KADİR DAYIOĞLU


MİHRİCAN

Sormak lazım; Mihrican, madem İslam öncesi inançlar cümlesinden, “Şii, Alevi, Mecusi vd.” olmayan “Makarr-ı ulema” Kayseri ve civarında yani Sünni olan İç Anadolu’da, günümüze kadar nasıl geldi, “Mihrican” kültürü?

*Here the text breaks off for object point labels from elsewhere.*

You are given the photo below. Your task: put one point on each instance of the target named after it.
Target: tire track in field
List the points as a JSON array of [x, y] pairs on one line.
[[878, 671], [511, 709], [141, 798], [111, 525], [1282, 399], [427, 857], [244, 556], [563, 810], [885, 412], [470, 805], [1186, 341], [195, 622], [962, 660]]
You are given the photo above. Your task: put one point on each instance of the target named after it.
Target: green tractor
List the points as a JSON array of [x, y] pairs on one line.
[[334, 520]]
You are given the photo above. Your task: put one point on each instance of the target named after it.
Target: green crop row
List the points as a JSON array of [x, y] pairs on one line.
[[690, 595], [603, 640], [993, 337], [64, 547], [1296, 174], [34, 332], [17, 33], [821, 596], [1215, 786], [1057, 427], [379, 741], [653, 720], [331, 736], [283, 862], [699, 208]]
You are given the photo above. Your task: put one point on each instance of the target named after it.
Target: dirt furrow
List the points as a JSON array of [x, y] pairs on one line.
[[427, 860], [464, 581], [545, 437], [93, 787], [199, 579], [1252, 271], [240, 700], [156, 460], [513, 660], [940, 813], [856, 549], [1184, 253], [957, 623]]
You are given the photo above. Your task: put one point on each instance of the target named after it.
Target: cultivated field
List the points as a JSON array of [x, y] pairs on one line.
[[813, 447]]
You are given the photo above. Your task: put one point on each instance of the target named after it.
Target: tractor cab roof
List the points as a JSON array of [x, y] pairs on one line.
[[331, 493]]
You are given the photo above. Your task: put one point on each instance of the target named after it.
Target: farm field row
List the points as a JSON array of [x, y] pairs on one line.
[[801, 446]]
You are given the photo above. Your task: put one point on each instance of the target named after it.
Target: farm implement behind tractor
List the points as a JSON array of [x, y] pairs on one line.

Bizim nesil ve öncekiler bilir, ‘Mihrican’ı… “Küçük” ve “büyük” diye de iki zaman dilimine ayrılır. Aslında bu; Şaman ve özellikle İran Mecusiliği’nde bir “bayram” günü. Soğukların ve kışın habercisi. Bu inançlarda diğer “bayram” ise, “nevruz”… Bu da sıcakların, yazın habercisi.

***

Biliyorsunuz “Nevruz” da (21 Mart) gece-gündüz eşittir… Mihrican’da da (21 Eylül) öyledir. O nedenle, Nevruz ile Mihrican daire çapının iki ucu gibidir.

***

Tabii, Mihrican her ne kadar gece ile gündüzün eşitlendiği 21 Eylül günü başlarsa da bizde, 30 Ağustosu takip eden 2-3 gün “Küçük Mihrican”a karşı gelir.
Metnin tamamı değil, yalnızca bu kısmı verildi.